La Línea del Horizonte recupera un texto autobiográfico tan brillante como inverosímil, publicado por primera vez por Luis de Caralt en 1977.


Andreu Navarra


Lo que nos explica Huang Masai (Marcela de Juan en su versión hispanizada) en estas sus memorias es poco creíble. Causa pasmo tanto por su estilo desenfadado como por las peripecias que narra. Que hiciera amistad con el príncipe de Gales, o bailara con el conde Ciano o se codeara de niña con casi todos los ministros del gobierno español de la segunda restauración. Que jugara al escondite y correteara por las galerías y jardines del Palacio Imperial de Pekín. Que la recibiera la mismísima Emperatriz. Que su padre, un culto diplomático chino, aprendiera a torear en la academia de Frascuelo. Que llegara a entrevistar a Indira Gandhi. Que su hermana fuera un andrógino que llegó a coronel camuflada en un uniforme masculino. Que todos los cines de Sanghái los construyera un español. Que tradujera y preparara hasta seis ediciones de poesía y narrativa chinas, en la España gris del franquismo, y que hayamos tardado casi medio siglo en recuperar a una escritora tan interesante, que hará las delicias del público viajero y del lector selecto.

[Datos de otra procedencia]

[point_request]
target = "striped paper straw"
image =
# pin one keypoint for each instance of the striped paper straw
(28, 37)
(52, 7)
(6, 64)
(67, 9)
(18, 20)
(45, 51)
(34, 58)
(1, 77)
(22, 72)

Marcela de Juan: “Trabajar es vivir y lo que no está vivo me desagrada."

Desde pequeña tuvo un carácter extraño, entre la timidez y la audacia, entre el desparpajo y la aventura, propia de una exploradora de mundos intermedios: “Yo tenía tres años y me pasaban fácilmente dos o tres horas delante de un espejo charlando conmigo misma. Por primera vez me di cuenta de la incomprensión que tienen los mayores con los niños, pues en casa creían que me miraba al espejo por coquetería, cuando yo vivía ya entonces mi vida recóndita y aislada, sólo mía”. Cuando un yo es tan sabio y alegre causa un gran placer la literatura del yo.

Hwang Lü He, padre de la escritora

Aquí todo bebe de la simplicidad de los proverbios chinos, sazonando la aparente complejidad de una vida viajera: “Trabajar es vivir y lo que no está vivo me desagrada. El temor a la muerte, por otra parte, está en función del no-vivir”. Marcela de Juan no paró nunca de moverse ni de escribir, y el resultado fue este libro tardío que no tiene equivalente ni paralelo entre las letras españolas.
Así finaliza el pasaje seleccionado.